Some 15 years ago we used to have a little thing called “Public Access TV”, now largely defunct.

For those not familiar with the concept, Public Access was supposed to be a way that local community members could use the medium of television to reach out to their community. In one of the brighter, more lucid moments of government regulation, someone figured out that television vastly shapes and informs the opinions of the public. They also realized that television was a medium that requires large sums of money to participate in.

The mechanism was that, as a city granted a monopoly contract to a cable TV contractor to come build out the infrastructure, they were were required to maintain a channel that any citizen could air video on, without censorship (within certain generally loose restrictions: No pornography as defined by community standards, no sales, no gambling and no solicitations for money.)

Further, the cable companies were required to supply equipment and studio space for these programs to be produced.

This all seems quaint in this age of internet video, dirt-cheap camcorders and home computers with sufficient power to do video editing, but back then, this was a significant investment.
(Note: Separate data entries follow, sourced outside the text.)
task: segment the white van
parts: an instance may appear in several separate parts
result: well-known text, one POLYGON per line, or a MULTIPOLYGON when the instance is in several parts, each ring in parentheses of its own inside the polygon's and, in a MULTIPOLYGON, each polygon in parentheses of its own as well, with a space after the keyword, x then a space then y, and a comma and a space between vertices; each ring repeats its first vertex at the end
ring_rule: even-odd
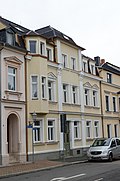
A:
POLYGON ((119 138, 97 138, 87 151, 88 160, 109 160, 120 157, 119 138))

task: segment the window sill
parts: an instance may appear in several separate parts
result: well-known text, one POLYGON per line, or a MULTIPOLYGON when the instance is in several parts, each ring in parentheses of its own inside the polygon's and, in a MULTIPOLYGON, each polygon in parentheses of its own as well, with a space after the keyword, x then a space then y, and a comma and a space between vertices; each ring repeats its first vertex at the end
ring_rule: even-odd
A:
POLYGON ((35 142, 34 143, 34 146, 43 146, 43 145, 45 145, 44 142, 35 142))
POLYGON ((74 138, 74 141, 81 141, 82 138, 74 138))
POLYGON ((50 104, 57 104, 57 101, 49 101, 50 104))
POLYGON ((119 114, 119 112, 118 111, 113 111, 113 114, 119 114))
POLYGON ((36 101, 36 100, 38 100, 38 98, 32 98, 32 101, 36 101))
POLYGON ((107 111, 107 110, 106 110, 105 112, 106 112, 106 113, 112 113, 112 111, 107 111))
POLYGON ((90 108, 90 109, 100 109, 100 107, 98 107, 98 106, 85 105, 85 107, 90 108))
POLYGON ((94 138, 86 138, 86 141, 93 141, 94 138))

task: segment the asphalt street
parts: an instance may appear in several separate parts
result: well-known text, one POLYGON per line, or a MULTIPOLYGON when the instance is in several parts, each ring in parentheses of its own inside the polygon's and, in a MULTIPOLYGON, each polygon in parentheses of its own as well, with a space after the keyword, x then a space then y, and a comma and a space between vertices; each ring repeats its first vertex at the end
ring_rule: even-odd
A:
POLYGON ((1 181, 120 181, 120 160, 87 162, 0 179, 1 181))

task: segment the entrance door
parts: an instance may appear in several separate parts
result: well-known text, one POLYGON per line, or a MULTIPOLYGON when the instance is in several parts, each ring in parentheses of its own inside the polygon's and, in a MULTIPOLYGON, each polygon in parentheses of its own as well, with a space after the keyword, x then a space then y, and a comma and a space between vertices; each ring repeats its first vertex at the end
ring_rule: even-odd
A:
POLYGON ((15 114, 9 115, 7 119, 7 141, 8 153, 18 153, 18 118, 15 114))
POLYGON ((66 133, 64 133, 64 149, 65 149, 65 156, 70 155, 70 129, 69 129, 69 122, 66 122, 66 133))

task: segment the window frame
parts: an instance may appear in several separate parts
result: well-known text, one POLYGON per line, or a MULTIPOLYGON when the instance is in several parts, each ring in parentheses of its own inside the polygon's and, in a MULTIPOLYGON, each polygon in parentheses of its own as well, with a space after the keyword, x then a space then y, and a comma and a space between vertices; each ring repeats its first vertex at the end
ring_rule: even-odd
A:
POLYGON ((112 84, 112 74, 111 73, 107 73, 107 83, 112 84))
POLYGON ((8 82, 7 82, 8 84, 7 84, 7 88, 8 88, 9 91, 16 91, 16 89, 17 89, 17 68, 14 67, 14 66, 8 65, 8 72, 7 72, 7 73, 8 73, 8 82), (9 72, 9 68, 12 69, 12 70, 14 70, 15 73, 9 72), (9 88, 9 77, 12 77, 13 89, 10 89, 10 88, 9 88))
POLYGON ((113 102, 113 112, 117 112, 117 98, 115 96, 112 97, 113 102))
POLYGON ((41 143, 43 142, 43 119, 37 119, 35 122, 33 122, 33 139, 34 143, 41 143), (35 125, 35 122, 40 122, 40 125, 35 125), (39 131, 38 131, 39 130, 39 131), (40 134, 38 136, 38 134, 40 134), (37 140, 35 140, 37 138, 37 140), (38 140, 40 138, 40 140, 38 140))
POLYGON ((81 123, 78 120, 74 120, 74 140, 81 139, 81 123), (75 123, 77 123, 75 125, 75 123), (75 134, 77 133, 77 135, 75 134))
POLYGON ((114 124, 114 135, 118 137, 118 124, 114 124))
POLYGON ((62 64, 63 68, 68 68, 68 58, 67 55, 62 53, 62 64))
POLYGON ((31 54, 36 54, 37 53, 37 40, 29 40, 29 51, 31 54), (31 51, 31 45, 30 43, 35 43, 34 51, 31 51))
POLYGON ((91 120, 86 120, 86 138, 90 139, 91 138, 91 124, 92 121, 91 120), (89 125, 87 125, 87 123, 90 123, 89 125), (88 130, 88 131, 87 131, 88 130))
POLYGON ((40 55, 45 56, 45 42, 40 41, 40 55))
POLYGON ((92 90, 92 96, 93 96, 93 106, 98 107, 98 91, 92 90), (95 92, 95 95, 93 94, 95 92))
POLYGON ((72 85, 72 104, 78 104, 79 97, 78 97, 78 87, 72 85), (75 88, 75 90, 73 90, 75 88))
POLYGON ((41 97, 42 99, 47 99, 47 78, 45 76, 41 76, 41 97), (45 80, 44 82, 43 79, 45 80))
POLYGON ((99 121, 97 120, 94 121, 94 137, 95 138, 99 137, 99 121), (95 125, 95 123, 97 123, 97 125, 95 125))
POLYGON ((69 86, 68 84, 63 83, 63 102, 68 103, 69 102, 69 86), (64 89, 65 86, 65 89, 64 89))
POLYGON ((46 48, 47 51, 47 60, 52 61, 52 49, 46 48))
POLYGON ((90 106, 90 89, 84 88, 85 106, 90 106), (87 93, 85 93, 87 91, 87 93))
POLYGON ((111 124, 107 124, 107 135, 108 135, 108 138, 111 138, 111 136, 112 136, 112 125, 111 124))
POLYGON ((110 111, 110 96, 105 95, 106 111, 110 111))
POLYGON ((55 142, 56 141, 56 126, 55 126, 55 119, 53 118, 48 118, 47 119, 47 141, 48 142, 55 142), (52 125, 48 125, 49 121, 52 121, 52 125), (51 134, 51 135, 49 135, 51 134), (53 139, 52 139, 53 137, 53 139))
POLYGON ((76 70, 77 68, 77 62, 75 57, 71 57, 71 69, 76 70))

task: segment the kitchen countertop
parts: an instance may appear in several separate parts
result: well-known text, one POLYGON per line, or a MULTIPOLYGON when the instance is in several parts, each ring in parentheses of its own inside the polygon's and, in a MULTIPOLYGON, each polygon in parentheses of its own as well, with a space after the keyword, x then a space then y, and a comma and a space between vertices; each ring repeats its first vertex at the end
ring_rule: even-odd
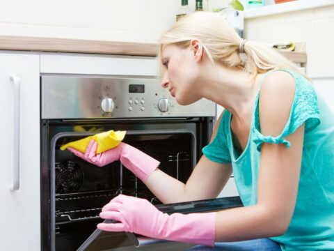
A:
MULTIPOLYGON (((154 43, 0 36, 0 50, 156 56, 158 50, 154 43)), ((305 52, 280 53, 293 62, 306 63, 305 52)))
I always thought it was a grand idea. There was just one flaw. As with so many other grand ideas, the people fail to live up to them. What had been conceived as an outlet for artistic express and community-building became a wallowing ground for crackpots, fringe radicals, churches (big ones trying to skit the no solicitations for money rules and little ones trying to build their flock) and teenagers (and post-adolescent wannabe teenagers) who thought it was cool (and/or funny) to swear on TV.

After watching enough Public Access, one day I just had enough. I couldn’t take it anymore. It’s perfectly acceptable to gripe about things, but eventually you have to put your money where you mouth is and do something about it. For me, Fusion Patrol was that something.

One day, while watching a show on Public Access, hoping against futile hope that the program, which was a bunch of teenagers standing around reciting Metallica lyrics (although you couldn’t tell because the sound was inaudible) would actually do something, I snapped. I could stand the crap no more and Fusion Patrol was born.

Over the course of a several years, a band of intrepid volunteers and I put on a TV show. Honestly, it sucked. Well, OK, it started of technically sucky, but with time and practice and a desire to improve which seemed lacking in the other Public Access producers, the show got better. Technically better, anyway. You either like the content or you don’t. Although, one of the proudest moments in my stint at Fusion Patrol is when one of the popular local morning radio DJ teams saw the show and talked about it on the air. They called us a “…local, Pythonesque comedy troupe.”

How cool is that?! Compared to Monty Python! And not even in a negative way! (Admittedly, they did, by coincidence, happen to see our most Pythonesque episode and even still we’re not a patch on the Pythons’ collective asses.)

With the program getting better (again, I stress, technically better) it took more and more time to produce, and as each of us progressed in our lives, we had less and less time to devote to the production. Fusion Patrol died not in fire, but with a whimper of missed deadlines and conflicting priorities.

Nowadays, I see the YouTube phenomena as the ultimate liberation of television from the hands of the vested corporate interests. Web video has finally created the environment that Public Access dreamed of creating.

…and yet, when I look at YouTube videos, more often than not, I get that same feeling I had watching those damn teenagers all those years ago.

I shall produce more Fusion Patrol.

Of the original crew of ten, two are dead, two are missing without trace, one has not been available and three others have been added, making the “new” Fusion Patrol a team of eight.

Keep watching this spot. We’re in pre-production meetings now. I’m working on revamping the Fusion Patrol Website soon to accommodate video podcasting and hopefully soon I’ll have more information and details about the production.